What do you get when Apple’s hands meet OpenAI’s brain?
OpenAI has acquired Sky.
An on-screen AI Mac assistant that helps you get things done quicker. Sky understands what you’re doing and acts as your sidekick — fetching, filing, and fixing as you work.
That’s just the headline. But like all good stories, there’s more than meets the eye.
The journey starts with two restless engineers, Ari Weinstein and Conrad Kramer, who built automation tool Workflow in their twenties to accelerate the boring stuff, so people could do more with fewer taps; Apple saw the promise, acquired it, and turned it into Shortcuts.
The third co-founder, Kim Beverett, arrived on the scene with a complementary superpower — years inside Apple, polishing the everyday tools people were using: Safari, iMessage, and FaceTime, and figuring out how to make them more efficient.
Together, the three shared a stubborn belief. A truly transformative assistant wouldn’t live in an app; it would live outside of it, on the screen with you.
And with that, Sky was founded, an assistant that sees your screen, understands context, and takes helpful actions. Not a chat box. A calm, steady presence that writes, plans, and even codes beside you.
Users would draft an email; Sky would attach the right file.

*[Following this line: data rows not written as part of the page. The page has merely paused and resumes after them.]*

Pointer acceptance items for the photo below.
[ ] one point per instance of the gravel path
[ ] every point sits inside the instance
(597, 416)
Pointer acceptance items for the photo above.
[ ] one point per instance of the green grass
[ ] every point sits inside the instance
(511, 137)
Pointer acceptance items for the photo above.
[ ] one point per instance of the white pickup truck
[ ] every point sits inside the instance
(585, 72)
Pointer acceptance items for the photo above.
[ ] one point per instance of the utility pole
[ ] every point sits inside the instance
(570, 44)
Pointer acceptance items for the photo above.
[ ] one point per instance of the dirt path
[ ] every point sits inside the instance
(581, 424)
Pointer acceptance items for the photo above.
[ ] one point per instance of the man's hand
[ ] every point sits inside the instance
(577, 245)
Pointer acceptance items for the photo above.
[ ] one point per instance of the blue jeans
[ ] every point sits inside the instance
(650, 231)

Schedule a meeting? Sky would propose times, book a room, add a Zoom link, and send an agenda pulled from the email thread.
Want to plan a trip? Sky would gather the dates, bookings, and costs without switching windows.
Sky stayed quiet, tested with a handful of users, and then came the call… OpenAI wanted the idea, the taste, and the team.
If Sky’s automation meets OpenAI’s models, you’re looking at a true copilot. You set direction; it does the work.